Bij de eerste groep merk je op dat een vrolijk naleven van het onderwijs van de wetboeken in de stijl van Jezus van Nazareth de kern vormt van het geloof. De tweede groep lijkt vooral bezig te zijn met metafysica en de intellectuele worsteling om geloofsstellingen met deze metafysica te laten overeenstemmen. Je zou kunnen denken dat de naam ‘christen’ voor beide groepen misleidend kan zijn. Je ziet namelijk in de uiterlijke zaken weinig coherentie tussen de twee groepen.
Echter, er is een historische connectie. Het waren de christenen uit Jeruzalem die als eerste in de Griekssprekende wereld hun boodschap begonnen te verkondigen. De geestelijke erfgenamen van deze Grieken zouden later de leerstellingen van het christendom opstellen. Er is één thema dat beide groepen absoluut tot de kern van hun geloof hebben geacht; Jezus is de Messias en dit heeft een allesomvattende betekenis, aldus beide groepen. Ook gebruiken ze grotendeels dezelfde geschriften, en hebben brood, wijn en water een speciale symbolische betekenis voor beide groepen. Beiden zien zichzelf als een voortzetting van het antieke Israël, hoewel de tweede groep daar wel moeite mee heeft vanwege een geringe kennis van het Jodendom. Als je dit overweegt, zou je kunnen denken dat beide groepen een manifestatie zijn van hetzelfde fenomeen.
Het blijft lastig. Volgens Andrew F. Walls heeft het te maken met twee principes van het Evangelie. Allereerst noemt hij het ‘indigenizing principle’. Dit heeft geen letterlijke vertaling in het Nederlands, maar laat ik het ‘christelijk aanpassingsvermogen’ noemen. We zijn geconditioneerd door een tijd en plaats, door een cultuur. Wij worden door God geaccepteerd binnen die context en met de relaties die daarin zijn ontstaan. Het is namelijk onmogelijk om een persoon te scheiden van zijn sociale relaties, van zijn maatschappij. Derhalve mogen wij verlangen om zowel als christen te leven, en te participeren in onze eigen cultuur en maatschappij.
Dit principe van christelijk aanpassingsvermogen speelde reeds een rol binnen de eerste christelijke gemeenschap in Jeruzalem. Toen de deur werd opengezet voor niet-joodse christenen hebben de leiders in Jeruzalem in overwogen dat deze nieuwkomers op gegeven moment een bepaalde vorm van geloofsvolwassenheid zouden bereiken en er in hun doen en laten net zo uit zouden gaan zien als henzelf. Toen gebeurde er echter iets onverwachts; de tempel werd vernietigd en het primaat van het christelijk geloof kwam bij de niet-joodse kerken te liggen.

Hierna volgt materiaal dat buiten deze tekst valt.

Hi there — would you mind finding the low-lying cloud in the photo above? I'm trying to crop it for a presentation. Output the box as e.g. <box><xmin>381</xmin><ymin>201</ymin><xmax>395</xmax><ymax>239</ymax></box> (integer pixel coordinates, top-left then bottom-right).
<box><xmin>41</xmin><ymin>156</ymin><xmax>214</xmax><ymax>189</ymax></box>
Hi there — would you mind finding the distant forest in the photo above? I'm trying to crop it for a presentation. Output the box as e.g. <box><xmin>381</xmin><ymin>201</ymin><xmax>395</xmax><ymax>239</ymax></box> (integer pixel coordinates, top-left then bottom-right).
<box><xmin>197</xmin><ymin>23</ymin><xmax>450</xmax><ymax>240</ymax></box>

De beslissing van de oorspronkelijke kerkleiders had er onder deze omstandigheden toe geleid dat de toekomst van de kerk nu bij de Grieken lag, zonder kennis van de wet, nog met een kater van hun afgoderij. Dit is ook niet zo gek, want deze Grieken waren ook niet in een vacuüm opgegroeid. Zij waren zelf gevormd door hun eigen cultuur en geschiedenis. Omdat mensen geaccepteerd worden zoals ze zijn, nemen ze die bagage mee in hoe zij hun geloof en hun kerk vormgeven. Alle groepen en kerken zijn cultureel gevormd, inclusief die van onszelf.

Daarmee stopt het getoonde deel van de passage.